The solid facts are that if these doctors thought for one second that he may be experiencing dissection, they could have taken a whole different course of action.  They could have done things so differently that my fiancée may have survived.  I do not blame the hospital, I do not blame myself, I do not blame previous doctors for not ever just even wondering why he was so tall. 


Because of this experience, what I will take on as my own responsibility is to spread awareness of this deadly and not very well known about silent killer.  Maybe because of the pain that my fiancée suffered and the pain I have suffered, spreading awareness can be the silver lining. 

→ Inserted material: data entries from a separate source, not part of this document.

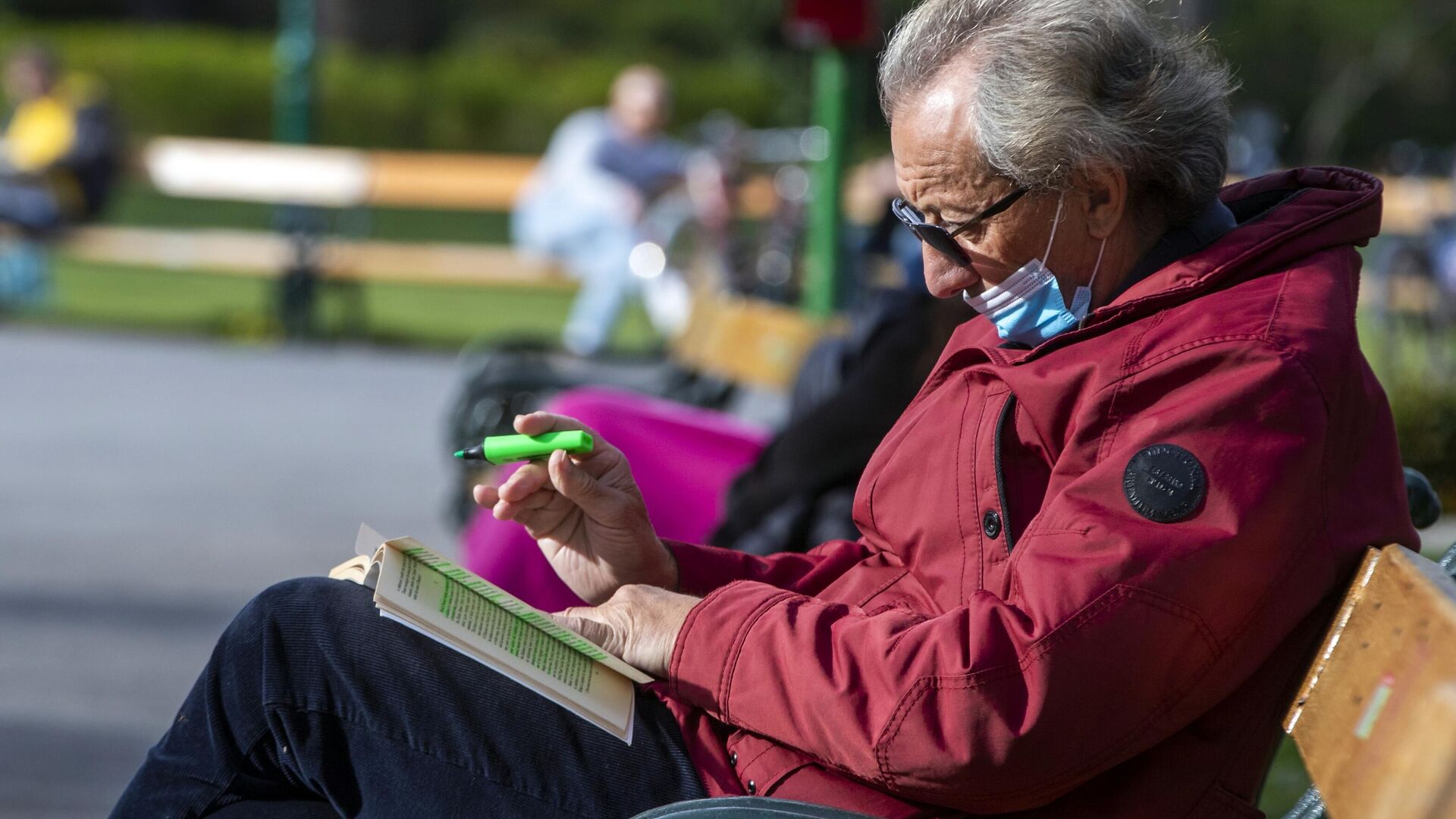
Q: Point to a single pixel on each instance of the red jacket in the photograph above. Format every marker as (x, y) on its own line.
(1091, 573)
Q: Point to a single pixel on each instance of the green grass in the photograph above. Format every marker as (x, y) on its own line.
(1286, 781)
(242, 308)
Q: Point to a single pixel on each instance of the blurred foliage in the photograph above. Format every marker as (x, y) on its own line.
(1426, 426)
(475, 95)
(1348, 77)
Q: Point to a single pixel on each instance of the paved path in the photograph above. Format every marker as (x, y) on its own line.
(147, 488)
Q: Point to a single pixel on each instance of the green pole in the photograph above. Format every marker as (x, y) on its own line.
(293, 91)
(824, 253)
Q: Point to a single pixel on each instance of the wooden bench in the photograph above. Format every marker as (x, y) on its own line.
(1376, 716)
(728, 337)
(1375, 719)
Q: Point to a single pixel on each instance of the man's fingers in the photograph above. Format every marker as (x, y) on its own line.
(580, 621)
(525, 482)
(582, 488)
(487, 496)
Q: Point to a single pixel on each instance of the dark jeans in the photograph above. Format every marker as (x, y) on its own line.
(315, 706)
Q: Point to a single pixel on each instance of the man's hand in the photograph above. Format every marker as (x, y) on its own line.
(638, 624)
(585, 513)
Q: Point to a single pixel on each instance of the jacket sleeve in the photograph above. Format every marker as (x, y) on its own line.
(1117, 630)
(702, 570)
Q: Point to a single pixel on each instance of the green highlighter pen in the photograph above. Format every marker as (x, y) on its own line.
(509, 449)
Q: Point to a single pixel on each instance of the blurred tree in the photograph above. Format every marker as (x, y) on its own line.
(1347, 76)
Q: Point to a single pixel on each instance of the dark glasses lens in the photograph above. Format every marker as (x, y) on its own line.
(932, 235)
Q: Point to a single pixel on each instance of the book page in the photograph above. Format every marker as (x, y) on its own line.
(441, 607)
(503, 599)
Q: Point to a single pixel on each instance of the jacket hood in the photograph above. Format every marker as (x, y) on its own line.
(1282, 218)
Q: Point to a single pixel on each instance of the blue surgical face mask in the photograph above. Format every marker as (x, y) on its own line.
(1028, 306)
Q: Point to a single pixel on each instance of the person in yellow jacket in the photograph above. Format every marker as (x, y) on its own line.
(57, 149)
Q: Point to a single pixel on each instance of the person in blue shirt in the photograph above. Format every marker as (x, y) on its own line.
(584, 205)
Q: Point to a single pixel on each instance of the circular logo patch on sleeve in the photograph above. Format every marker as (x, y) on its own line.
(1165, 483)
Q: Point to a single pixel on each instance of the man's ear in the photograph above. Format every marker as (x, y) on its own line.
(1106, 191)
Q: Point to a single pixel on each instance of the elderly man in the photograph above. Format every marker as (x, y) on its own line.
(1095, 550)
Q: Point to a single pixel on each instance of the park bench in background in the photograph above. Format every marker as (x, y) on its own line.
(734, 338)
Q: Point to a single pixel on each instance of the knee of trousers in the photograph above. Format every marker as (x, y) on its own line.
(306, 613)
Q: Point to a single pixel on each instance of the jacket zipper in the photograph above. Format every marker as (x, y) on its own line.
(1001, 477)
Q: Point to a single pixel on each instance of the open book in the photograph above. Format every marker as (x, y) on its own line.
(419, 588)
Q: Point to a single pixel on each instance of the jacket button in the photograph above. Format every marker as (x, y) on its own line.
(990, 523)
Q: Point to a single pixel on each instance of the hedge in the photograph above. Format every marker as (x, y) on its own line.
(487, 95)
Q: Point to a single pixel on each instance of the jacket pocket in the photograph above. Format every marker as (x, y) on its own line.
(762, 765)
(1110, 681)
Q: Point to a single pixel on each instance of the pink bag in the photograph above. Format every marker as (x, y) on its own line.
(683, 460)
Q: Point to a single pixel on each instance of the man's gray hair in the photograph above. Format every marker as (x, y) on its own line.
(1068, 85)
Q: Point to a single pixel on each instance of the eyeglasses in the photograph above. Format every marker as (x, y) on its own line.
(944, 240)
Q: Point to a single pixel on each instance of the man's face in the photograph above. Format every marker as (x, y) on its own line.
(639, 108)
(938, 171)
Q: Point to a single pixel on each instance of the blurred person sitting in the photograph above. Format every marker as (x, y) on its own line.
(585, 203)
(58, 149)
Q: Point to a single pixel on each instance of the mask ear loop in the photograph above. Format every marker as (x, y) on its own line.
(1056, 221)
(1097, 268)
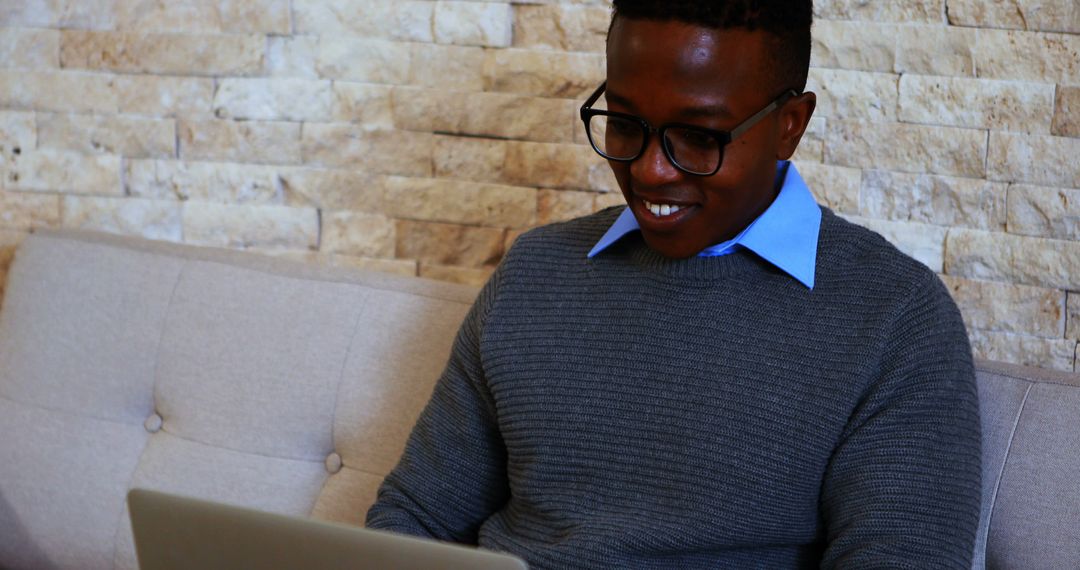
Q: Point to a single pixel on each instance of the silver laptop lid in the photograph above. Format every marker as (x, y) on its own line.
(176, 532)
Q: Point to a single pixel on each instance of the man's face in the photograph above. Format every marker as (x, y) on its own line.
(670, 71)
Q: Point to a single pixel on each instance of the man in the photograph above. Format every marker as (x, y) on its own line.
(721, 375)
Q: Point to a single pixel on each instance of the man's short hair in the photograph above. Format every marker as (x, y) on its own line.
(787, 21)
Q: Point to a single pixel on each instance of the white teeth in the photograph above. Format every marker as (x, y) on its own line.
(661, 209)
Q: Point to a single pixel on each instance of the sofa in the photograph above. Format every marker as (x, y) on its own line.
(292, 388)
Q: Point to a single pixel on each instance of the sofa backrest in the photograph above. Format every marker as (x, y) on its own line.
(289, 388)
(221, 375)
(1030, 467)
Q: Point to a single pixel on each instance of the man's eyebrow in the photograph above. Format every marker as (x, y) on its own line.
(703, 111)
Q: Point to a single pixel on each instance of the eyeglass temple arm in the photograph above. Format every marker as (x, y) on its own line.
(592, 98)
(760, 114)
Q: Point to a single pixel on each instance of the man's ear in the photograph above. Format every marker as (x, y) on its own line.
(794, 118)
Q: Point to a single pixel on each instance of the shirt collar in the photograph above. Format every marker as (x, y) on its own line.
(784, 235)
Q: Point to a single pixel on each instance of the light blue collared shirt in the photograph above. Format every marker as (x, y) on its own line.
(785, 234)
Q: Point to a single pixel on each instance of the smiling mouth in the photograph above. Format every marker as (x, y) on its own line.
(661, 211)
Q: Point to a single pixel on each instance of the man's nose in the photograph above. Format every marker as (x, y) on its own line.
(652, 167)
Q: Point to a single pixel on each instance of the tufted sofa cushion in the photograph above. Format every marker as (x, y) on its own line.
(1030, 467)
(288, 388)
(223, 375)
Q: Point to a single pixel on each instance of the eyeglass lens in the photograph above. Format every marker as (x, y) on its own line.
(620, 138)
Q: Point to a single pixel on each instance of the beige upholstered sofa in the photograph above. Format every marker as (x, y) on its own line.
(289, 388)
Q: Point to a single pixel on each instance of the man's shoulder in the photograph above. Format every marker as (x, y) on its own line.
(849, 250)
(574, 236)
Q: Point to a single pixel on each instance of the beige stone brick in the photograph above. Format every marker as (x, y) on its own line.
(470, 159)
(606, 200)
(1044, 212)
(358, 234)
(1045, 15)
(251, 226)
(494, 114)
(1072, 315)
(394, 19)
(935, 200)
(135, 137)
(562, 27)
(29, 49)
(1053, 263)
(396, 267)
(1034, 159)
(63, 171)
(922, 11)
(370, 60)
(292, 56)
(1003, 307)
(447, 244)
(163, 53)
(861, 95)
(58, 91)
(17, 134)
(272, 143)
(460, 202)
(274, 99)
(549, 165)
(153, 219)
(10, 241)
(812, 146)
(561, 205)
(26, 211)
(203, 181)
(836, 187)
(267, 16)
(449, 67)
(935, 50)
(1055, 354)
(333, 189)
(906, 148)
(362, 103)
(487, 24)
(475, 276)
(922, 242)
(976, 103)
(512, 236)
(165, 96)
(1066, 112)
(863, 45)
(375, 151)
(530, 72)
(80, 14)
(1028, 56)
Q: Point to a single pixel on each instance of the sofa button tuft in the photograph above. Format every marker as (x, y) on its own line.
(152, 423)
(333, 463)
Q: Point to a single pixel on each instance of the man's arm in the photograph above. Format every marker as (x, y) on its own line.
(902, 489)
(451, 475)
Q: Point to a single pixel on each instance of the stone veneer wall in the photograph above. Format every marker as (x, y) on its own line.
(421, 137)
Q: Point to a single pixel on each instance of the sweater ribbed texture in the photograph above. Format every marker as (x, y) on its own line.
(636, 411)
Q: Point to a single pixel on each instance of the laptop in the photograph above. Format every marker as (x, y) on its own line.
(176, 532)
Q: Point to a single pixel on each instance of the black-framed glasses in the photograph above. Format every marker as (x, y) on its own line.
(692, 149)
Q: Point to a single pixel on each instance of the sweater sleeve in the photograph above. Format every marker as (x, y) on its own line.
(451, 475)
(902, 489)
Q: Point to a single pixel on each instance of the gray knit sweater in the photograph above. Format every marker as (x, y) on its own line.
(635, 411)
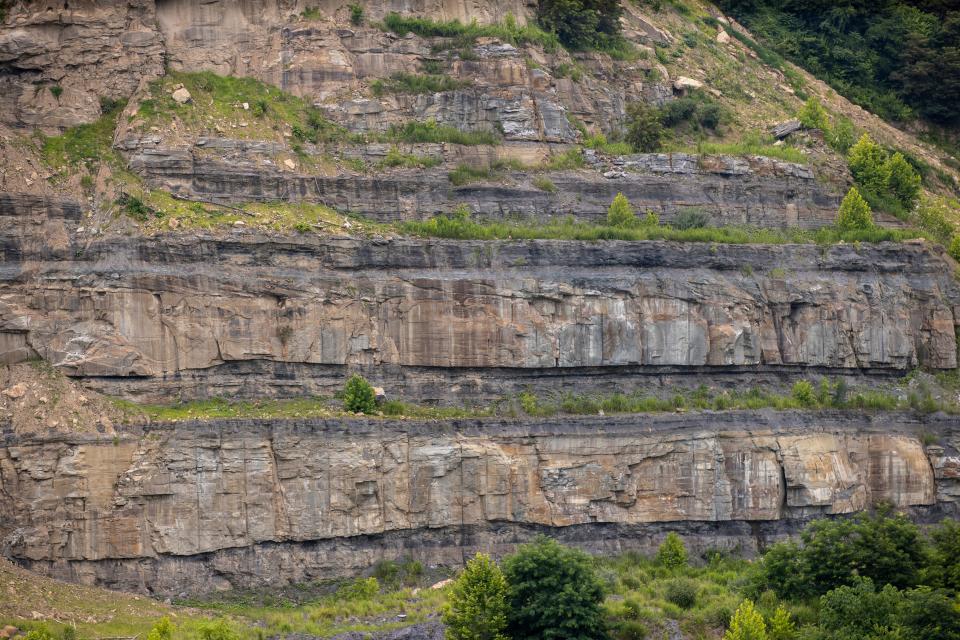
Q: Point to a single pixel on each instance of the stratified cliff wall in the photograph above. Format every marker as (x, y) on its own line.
(170, 316)
(202, 506)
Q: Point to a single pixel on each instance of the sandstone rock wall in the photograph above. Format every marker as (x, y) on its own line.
(200, 506)
(164, 310)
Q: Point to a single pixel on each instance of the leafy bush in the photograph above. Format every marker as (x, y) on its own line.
(217, 630)
(854, 212)
(672, 553)
(553, 592)
(682, 593)
(902, 180)
(356, 14)
(781, 626)
(620, 213)
(644, 129)
(746, 624)
(162, 630)
(698, 110)
(358, 395)
(477, 606)
(813, 116)
(802, 392)
(867, 161)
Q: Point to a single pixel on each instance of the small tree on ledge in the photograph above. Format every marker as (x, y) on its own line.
(854, 212)
(358, 395)
(620, 213)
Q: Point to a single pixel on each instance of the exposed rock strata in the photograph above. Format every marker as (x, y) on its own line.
(152, 310)
(201, 506)
(755, 191)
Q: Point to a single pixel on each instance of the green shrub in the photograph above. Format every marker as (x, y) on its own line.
(802, 392)
(854, 212)
(781, 626)
(902, 180)
(553, 592)
(358, 395)
(162, 630)
(954, 249)
(430, 131)
(682, 593)
(813, 116)
(477, 606)
(868, 164)
(620, 213)
(842, 136)
(356, 14)
(746, 624)
(644, 129)
(672, 553)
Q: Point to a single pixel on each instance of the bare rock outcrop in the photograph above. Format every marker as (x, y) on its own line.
(207, 505)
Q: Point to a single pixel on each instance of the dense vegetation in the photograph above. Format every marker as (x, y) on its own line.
(869, 577)
(897, 58)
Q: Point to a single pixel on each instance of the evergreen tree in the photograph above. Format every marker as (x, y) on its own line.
(477, 608)
(854, 212)
(902, 180)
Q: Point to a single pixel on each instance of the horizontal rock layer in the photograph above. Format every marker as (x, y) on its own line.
(757, 191)
(160, 309)
(243, 503)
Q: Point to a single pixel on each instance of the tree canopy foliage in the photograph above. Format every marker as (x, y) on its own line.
(897, 58)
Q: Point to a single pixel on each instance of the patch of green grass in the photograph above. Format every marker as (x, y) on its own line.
(752, 148)
(466, 34)
(397, 158)
(417, 83)
(463, 228)
(430, 131)
(600, 143)
(216, 102)
(544, 184)
(86, 145)
(274, 216)
(569, 159)
(465, 174)
(306, 407)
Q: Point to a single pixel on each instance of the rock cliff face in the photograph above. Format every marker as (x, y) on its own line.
(234, 312)
(206, 506)
(158, 315)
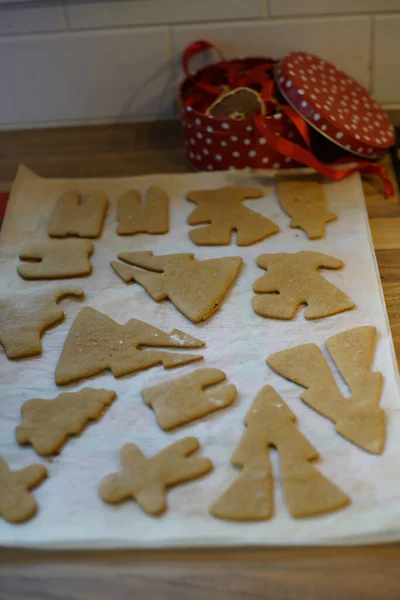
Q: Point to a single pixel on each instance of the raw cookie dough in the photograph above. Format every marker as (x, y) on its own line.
(305, 202)
(137, 217)
(77, 215)
(56, 259)
(359, 418)
(95, 343)
(195, 287)
(296, 279)
(240, 103)
(16, 503)
(271, 424)
(46, 424)
(185, 399)
(24, 318)
(146, 479)
(223, 209)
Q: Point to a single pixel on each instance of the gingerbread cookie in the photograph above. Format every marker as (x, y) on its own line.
(195, 287)
(46, 424)
(137, 217)
(359, 418)
(56, 260)
(95, 343)
(223, 209)
(146, 479)
(76, 215)
(240, 103)
(16, 503)
(305, 202)
(293, 280)
(23, 319)
(271, 424)
(185, 399)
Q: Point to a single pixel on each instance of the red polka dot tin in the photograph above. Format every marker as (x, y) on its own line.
(315, 115)
(335, 105)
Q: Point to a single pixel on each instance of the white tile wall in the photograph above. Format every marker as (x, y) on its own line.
(78, 77)
(386, 58)
(83, 14)
(64, 61)
(31, 17)
(285, 8)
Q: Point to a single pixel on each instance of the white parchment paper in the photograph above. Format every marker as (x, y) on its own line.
(71, 514)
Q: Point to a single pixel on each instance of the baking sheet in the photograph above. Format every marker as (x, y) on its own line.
(71, 514)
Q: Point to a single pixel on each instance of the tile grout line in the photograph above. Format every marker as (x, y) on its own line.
(372, 55)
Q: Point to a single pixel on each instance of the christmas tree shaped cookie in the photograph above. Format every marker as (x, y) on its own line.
(223, 209)
(305, 202)
(46, 424)
(23, 319)
(195, 287)
(271, 424)
(95, 343)
(358, 418)
(293, 280)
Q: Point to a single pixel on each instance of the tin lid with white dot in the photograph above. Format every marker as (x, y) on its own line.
(334, 104)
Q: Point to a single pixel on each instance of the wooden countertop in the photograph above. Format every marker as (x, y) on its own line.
(365, 573)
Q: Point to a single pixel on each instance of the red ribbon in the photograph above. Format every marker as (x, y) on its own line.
(226, 75)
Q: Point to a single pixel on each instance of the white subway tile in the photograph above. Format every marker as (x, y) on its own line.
(342, 41)
(103, 13)
(80, 76)
(31, 17)
(385, 59)
(285, 8)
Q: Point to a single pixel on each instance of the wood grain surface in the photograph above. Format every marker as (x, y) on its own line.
(364, 573)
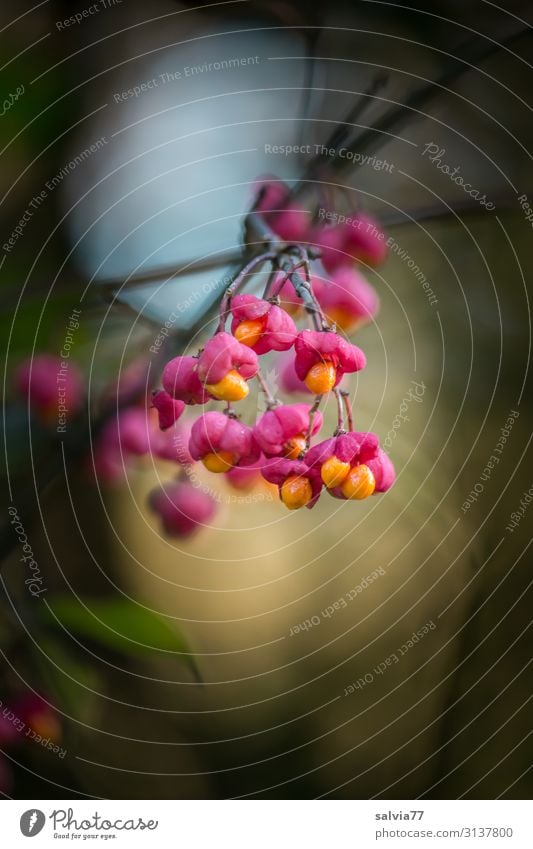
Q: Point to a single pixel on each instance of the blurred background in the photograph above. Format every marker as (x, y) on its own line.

If I could tell anybody anything from my experience it would be to always be your own biggest advocate.  If you are in pain and the hospital isn’t doing anything, go somewhere else.  Get a second opinion.  Continue to seek help for yourself.  If something feels wrong, don’t doubt yourself.  I wish I could turn back time and take him to a more advanced hospital during our first signs.  Instead, I trusted that the hospital knew what they were doing and that he would be okay.